Grandpa Curt was a hero to his sons-in-law.  He quit school in the fifth grade and gone to work to help support his family.  He had worked a variety of jobs over the years and by the time his youngest daughter and my dad were married, he owned a small airport, several airplanes and a machine shop employing a score of machinists.  The airport and the airplanes had been sold by the time I came along, but he still worked everyday in the machine shop.  I had been warned more than once about throwing my baseball against his shop wall and had been chewed out every time I forgot about the warnings.  I seemed to forget a lot. I know he yelled at me a lot.

I wandered off into the back yard and sat down on the grass.  I was so bored that I found myself wishing for school to start.  Just then the fire whistle sounded in town, several short blasts, then several long ones.  The short and long bursts of the fire whistle were a code to tell the location of the fire in town.  I knew that the code was listed on the front page of the telephone book, so I ran inside and checked the book.  The fire was on North Willow Street.  Soon I could hear the sirens on the fire trucks heading to the fire and I wished I lived closer to town to be able to go to the fire and watch.  Then I would have something to do, I thought.

Returning to the back yard, I climbed up my favorite apple tree, picked a couple of green apples and put them into my pocket.  I sat in a crotch of branches about twenty feet above the lawn and began to eat green apples. 

The windows were open in Grandpa’s shop and I heard the telephone ring.  A minute later, Grandpa came out into the back yard and said, “Come on, boy, let’s go for a ride.” I ran to catch up with him and we jumped into his 1948 Willies Jeep.

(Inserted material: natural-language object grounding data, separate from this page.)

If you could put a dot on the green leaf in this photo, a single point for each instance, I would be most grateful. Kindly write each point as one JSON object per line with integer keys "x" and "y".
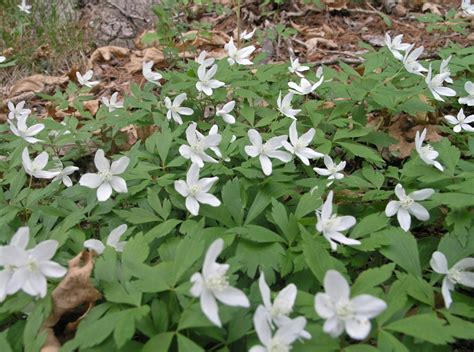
{"x": 159, "y": 343}
{"x": 425, "y": 327}
{"x": 389, "y": 343}
{"x": 362, "y": 151}
{"x": 185, "y": 344}
{"x": 403, "y": 250}
{"x": 371, "y": 278}
{"x": 318, "y": 258}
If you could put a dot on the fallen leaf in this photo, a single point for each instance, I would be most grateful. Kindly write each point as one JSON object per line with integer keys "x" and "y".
{"x": 106, "y": 53}
{"x": 75, "y": 292}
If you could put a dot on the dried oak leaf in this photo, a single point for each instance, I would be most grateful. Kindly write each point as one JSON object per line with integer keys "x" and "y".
{"x": 106, "y": 53}
{"x": 74, "y": 292}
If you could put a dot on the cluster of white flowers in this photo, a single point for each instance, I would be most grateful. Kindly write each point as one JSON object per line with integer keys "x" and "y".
{"x": 273, "y": 325}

“Where are we going, Grandpa,” I inquired, as we drove out of the driveway and sped down the street.

“North Willow,” he replied.

He paid no attention to the stop signs.  Tires screeched as we turned corners.  The engine of the Jeep whined when we bounced across the railroad tracks that separated Willow Street into north and south sections, and my head hit the ceiling of the truck.  Ahead I could see three fire trucks, two police cars and a hundred people in the street looking up into the crown of a giant Elm tree.  The Fire Department’s ladder truck was in the street and the ladder deployed up into the Elm tree about half way to the top.  I looked around for a fire, but there was nothing on fire that I could see.

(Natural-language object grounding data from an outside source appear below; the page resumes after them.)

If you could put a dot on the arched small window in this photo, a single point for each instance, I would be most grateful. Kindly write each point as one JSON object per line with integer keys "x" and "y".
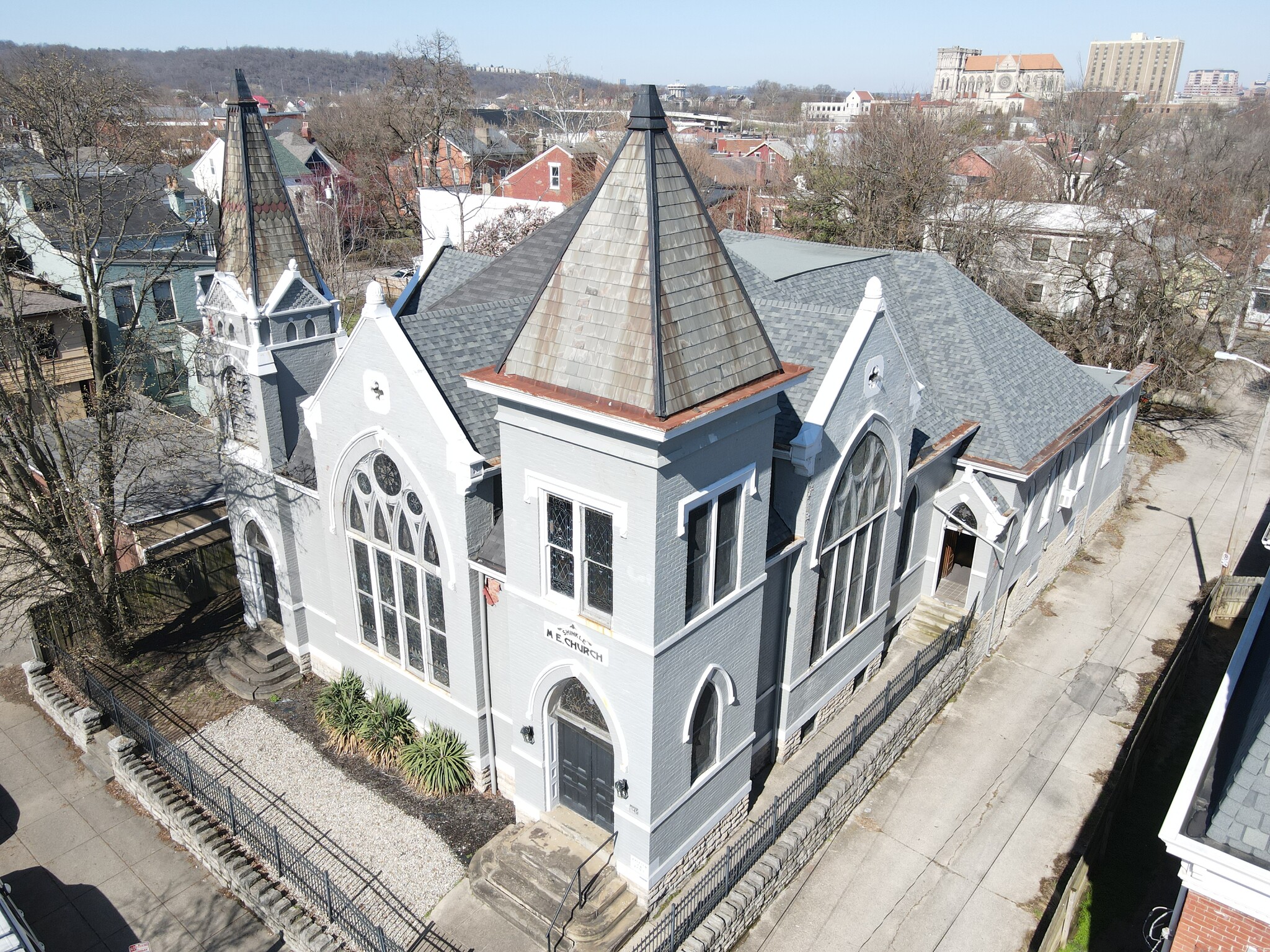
{"x": 851, "y": 545}
{"x": 705, "y": 730}
{"x": 266, "y": 575}
{"x": 399, "y": 596}
{"x": 906, "y": 534}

We parked, unnoticed, behind a long line of cars.  Grandpa got out of the Jeep and he stared up into the Elm tree.  I looked also, but couldn’t see anything.  I had no idea what everyone was looking for up in the tree.  Finally, Grandpa seemed to spot something and he grabbed the pellet gun that he always carried behind the driver’s seat of the Jeep.  He put a pellet in the chamber, cocked it and pumped the gun six or eight times.  Leaning on the front fender of the Jeep he took aim and fired.  There was no sound, but from the top of the Elm a few leaves fluttered and a huge yellow cat came crashing through the tree as though his tail was on fire, at times running and at times he seemed to fly down the tree trunk.  I know the cat was airborne the last twenty-five feet; he smacked the ground with a thud and ran off across the street just as fast as he had come down the tree.  The entire disembarkation process had taken less than ten seconds.  During the cat’s decent, Grandpa Curt had put the pellet gun back in the Jeep and he sat in the driver’s seat.

“Let’s go, boy,” he said, as he closed the door and started the engine.

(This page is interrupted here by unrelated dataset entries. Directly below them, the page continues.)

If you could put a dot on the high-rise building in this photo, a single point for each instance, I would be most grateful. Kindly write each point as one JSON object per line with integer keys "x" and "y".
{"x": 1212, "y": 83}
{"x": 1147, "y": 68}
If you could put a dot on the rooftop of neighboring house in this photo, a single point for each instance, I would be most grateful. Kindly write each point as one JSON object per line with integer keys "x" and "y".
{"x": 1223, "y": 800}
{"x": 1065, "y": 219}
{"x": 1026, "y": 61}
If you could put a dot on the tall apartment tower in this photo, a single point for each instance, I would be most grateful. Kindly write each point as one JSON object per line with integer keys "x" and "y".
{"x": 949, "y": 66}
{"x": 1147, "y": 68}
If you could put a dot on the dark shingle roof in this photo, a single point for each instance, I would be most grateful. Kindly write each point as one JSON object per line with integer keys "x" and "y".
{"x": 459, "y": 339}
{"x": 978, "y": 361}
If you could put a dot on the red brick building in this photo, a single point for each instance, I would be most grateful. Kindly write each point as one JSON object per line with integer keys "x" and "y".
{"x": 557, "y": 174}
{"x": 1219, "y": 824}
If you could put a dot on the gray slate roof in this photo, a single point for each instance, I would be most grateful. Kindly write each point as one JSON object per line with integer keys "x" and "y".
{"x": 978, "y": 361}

Grandpa turned the Jeep around in the street and as we drove away I could see the crowd of people looking in the direction of the retreating yellow cat.  Nobody had seen us arrive, nobody had seen Grandpa ping the cat with a pellet from his gun and no one was watching us leave.  In less than ten seconds he had accomplished what dozens of people, the City Police and the Fire Department hadn’t been able to accomplish.  Only he and I knew what possessed that cat to fly out of that Elm tree with all of those people watching.  Only us and whoever called Grandpa Curt to North Willow Street in the first place.

Grandpa had a wry smile on his face as we drove slowly back to his machine shop. He parked the Jeep in its usual spot, gave me a wink, and then went back into his shop.